And Thierry Daraize finds a Little Italy classic is still great

At Hvor, Chef S'Arto Chartier-Otis Has a Stunning Griffintown Home
Hvor in Griffintown
Randall Brodeur

The reviewers took this week to catch up on their to-do lists. Marie-Claude Lortie at La Presse is the only critic to visit a new-ish restaurant, taking on the Danish-named but not-actually-Danish Hvor in Griffintown. It’s received glowing reviews before and Lortie is generally positive too, although she doesn’t breathlessly rave about it. Given Hvor’s constantly changing tasting menus, it’s a tricky review since any reader is unlikely to encounter the same dishes. In any case, she finds a salmon mousse appetizer a little overwhelming and (justifiably) questions why a restaurant so heavily oriented towards local produce would source fish from New Zealand. Lortie’s biggest props go to the desserts and sommelier Fred Fortin, formerly of Laurea. [La Presse]

Breathless may not be Lortie’s style, but Thierry Daraize at Le Journal de Montréal is happy to take that tone this week, as he drops into Inferno, on The Most Italian Corner in Montreal. While the longstanding Little Italy resto may have been overshadowed by nearby Impasto and Salmigondis in recent times, Daraize says the Italian classic undoubtedly still has it going on—the nornmally risotto-avoidant Daraize praises Inferno’s take on the dish (although confusingly offers no description whatsoever), while his only criticism is the overly simple desserts, a rhubarb-fig panna cotta and peach tartelette.
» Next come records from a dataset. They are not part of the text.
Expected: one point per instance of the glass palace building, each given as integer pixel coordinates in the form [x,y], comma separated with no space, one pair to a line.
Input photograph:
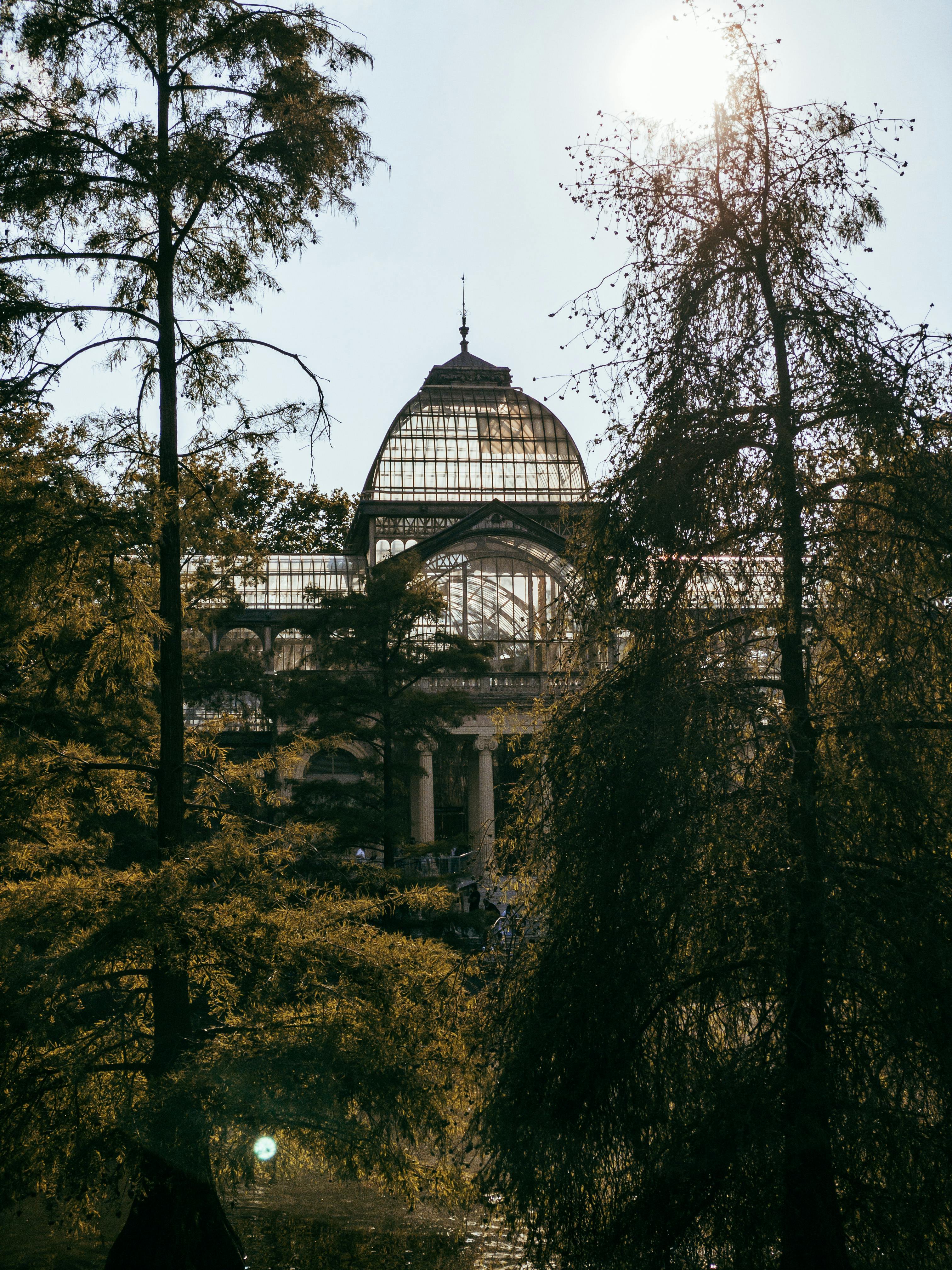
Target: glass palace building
[480,481]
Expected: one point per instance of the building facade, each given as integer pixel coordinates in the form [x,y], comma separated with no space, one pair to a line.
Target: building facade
[482,482]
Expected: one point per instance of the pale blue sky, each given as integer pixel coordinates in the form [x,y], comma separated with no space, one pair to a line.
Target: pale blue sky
[471,103]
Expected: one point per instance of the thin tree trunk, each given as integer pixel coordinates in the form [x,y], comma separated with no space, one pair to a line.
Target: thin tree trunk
[172,755]
[177,1221]
[389,838]
[812,1223]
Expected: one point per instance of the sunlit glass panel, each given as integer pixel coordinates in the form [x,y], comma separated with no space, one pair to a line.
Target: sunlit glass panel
[473,444]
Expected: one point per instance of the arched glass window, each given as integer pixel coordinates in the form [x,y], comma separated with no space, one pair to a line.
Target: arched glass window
[195,643]
[242,638]
[334,764]
[512,601]
[294,651]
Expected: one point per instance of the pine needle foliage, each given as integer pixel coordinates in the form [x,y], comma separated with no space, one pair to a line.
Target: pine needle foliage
[304,1016]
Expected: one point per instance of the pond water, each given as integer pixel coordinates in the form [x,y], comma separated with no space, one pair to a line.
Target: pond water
[308,1226]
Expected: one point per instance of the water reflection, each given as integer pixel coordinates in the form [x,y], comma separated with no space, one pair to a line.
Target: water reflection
[314,1226]
[333,1226]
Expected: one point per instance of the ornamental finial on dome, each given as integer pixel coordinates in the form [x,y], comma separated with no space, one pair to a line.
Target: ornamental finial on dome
[465,329]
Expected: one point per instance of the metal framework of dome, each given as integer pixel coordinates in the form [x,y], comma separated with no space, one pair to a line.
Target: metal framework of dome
[469,436]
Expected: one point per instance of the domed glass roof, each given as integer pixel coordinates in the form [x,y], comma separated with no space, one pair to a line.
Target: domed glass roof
[469,438]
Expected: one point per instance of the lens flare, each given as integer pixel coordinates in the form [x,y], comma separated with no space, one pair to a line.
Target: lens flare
[266,1148]
[673,72]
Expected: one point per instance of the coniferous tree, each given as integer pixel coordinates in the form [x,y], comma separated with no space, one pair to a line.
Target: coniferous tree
[742,835]
[308,1019]
[168,150]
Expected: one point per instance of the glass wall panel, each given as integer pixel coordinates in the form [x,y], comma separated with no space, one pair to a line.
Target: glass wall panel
[294,651]
[507,601]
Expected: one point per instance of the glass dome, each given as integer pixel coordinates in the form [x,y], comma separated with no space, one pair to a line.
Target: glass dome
[470,438]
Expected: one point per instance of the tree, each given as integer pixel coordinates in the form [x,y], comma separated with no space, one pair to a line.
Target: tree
[770,535]
[308,1019]
[174,210]
[374,648]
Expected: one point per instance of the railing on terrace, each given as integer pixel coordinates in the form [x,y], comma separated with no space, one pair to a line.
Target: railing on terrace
[530,684]
[433,865]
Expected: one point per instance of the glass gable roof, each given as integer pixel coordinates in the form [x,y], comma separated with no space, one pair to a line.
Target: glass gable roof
[470,444]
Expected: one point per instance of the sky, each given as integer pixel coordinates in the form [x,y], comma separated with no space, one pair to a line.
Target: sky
[471,105]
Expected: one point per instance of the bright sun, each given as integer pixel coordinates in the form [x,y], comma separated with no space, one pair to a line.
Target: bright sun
[673,70]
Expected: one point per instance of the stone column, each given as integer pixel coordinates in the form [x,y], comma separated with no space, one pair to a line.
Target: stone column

Four and a half stars. [Le Journal de Montréal]

Lesley Chesterman wishes she could have enjoyed an old favourite as much as Daraize this week: she visits Mezcla in the Village, which she deemed a “faultless” “orgy of tastes” an eon ago. Since chef Marcel Larrea moved on (to work on Peruvian-Japanese fusion spot Tiradito) Chesterman writes that Mezcla has gone off the rails. Chesterman encounters some of the same dishes as her last visit, but this time she gets the evil twin version of those plates: while the shrimp with yucca ribbons is still good, the tuna salad is “dull”, pork chops “greasy” and while the bison ribs were a plus, the accompanying vegetables were overcooked and unseasonal. And the kicker? The prices have gone through the roof since her 2012 visit. One and a half stars. [Montreal Gazette]

Lastly, Jean-Philippe Tastet is off this week at Le Devoir, so his much less verbose colleague Catherine Ferland checks out the Quebec City fine art museum restaurant Témpera Québécor and after throwing in a few fine art analogies, concludes that it’s pretty good. [Le Devoir]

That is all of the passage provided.